Main Experimental Results

  1. The key role of integrin α4β7 in renal ILC2s:

    • ILC2s in healthy kidneys highly express integrin α4β7, which binds to VCAM-1, E-cadherin, and fibronectin on renal structural cells, ensuring ILC2s reside in the kidney.
    • In lupus nephritis, TLR7/9 signaling downregulates integrin α4β7 expression in ILC2s, causing ILC2s to migrate from the kidney to peripheral blood.

  2. Integrin downregulation leads to increased inflammation:

    • After integrin α4β7 downregulation, ILC2s’ ability to secrete the reparative cytokine amphiregulin (AREG) decreases, promoting local inflammatory responses.
    • IL-33 treatment can upregulate integrin α4β7 and AREG expression in ILC2s, improving ILC2 survival and alleviating inflammation caused by lupus nephritis.

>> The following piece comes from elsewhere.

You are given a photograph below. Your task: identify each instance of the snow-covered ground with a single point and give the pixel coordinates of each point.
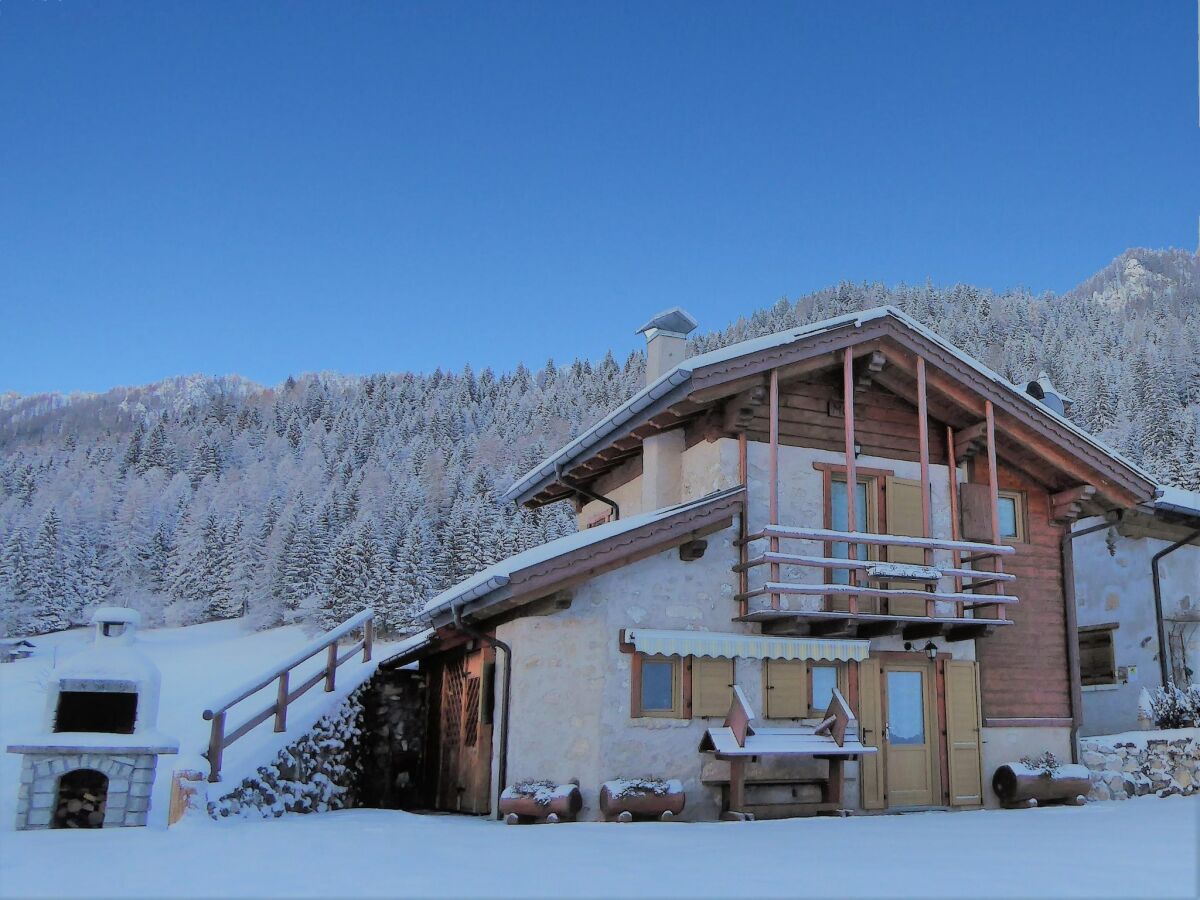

Experimental Conclusions and Significance

This study reveals that regulating ILC2s residence and function in the kidney through integrin α4β7 is a key mechanism for modulating inflammatory responses in lupus nephritis. ILC2s interact with renal structural cells through integrin α4β7, maintaining their residence in the kidney and inhibitory effect on inflammatory responses. The secretion of the reparative cytokine AREG by ILC2s is crucial in inflammation regulation. The newly discovered TLR7/9-IL-33-Integrin α4β7 axis provides a new perspective on the regulation of ILC2s residence and function in nephritis.

Research Highlights

  • Key role of integrin α4β7: Systematically revealed for the first time the critical role of integrin α4β7 in ILC2s residence in the kidney and its expression regulation mechanism in lupus nephritis.
  • IL-33 treatment: IL-33 has the potential to serve as a new therapeutic strategy for lupus nephritis by regulating integrin expression and enhancing the secretion of reparative factors by ILC2s.
  • Role of AREG in renal inflammation: Clarified the inhibitory role of ILC2-derived AREG in renal inflammation and tissue repair.

Application Value

This study not only reveals the mechanism of ILC2s in lupus nephritis at the basic research level but also provides new ideas for clinical treatment of lupus nephritis by regulating ILC2s adhesion and function. In the future, it is expected to develop cell therapies and drugs based on integrin regulation or IL-33 treatment to better address renal inflammation issues.

This research, through multiple experimental models and cutting-edge technical means, deeply explored the pathological mechanism of lupus nephritis and its potential therapeutic strategies, providing important scientific evidence and new ideas for understanding and treating renal inflammation.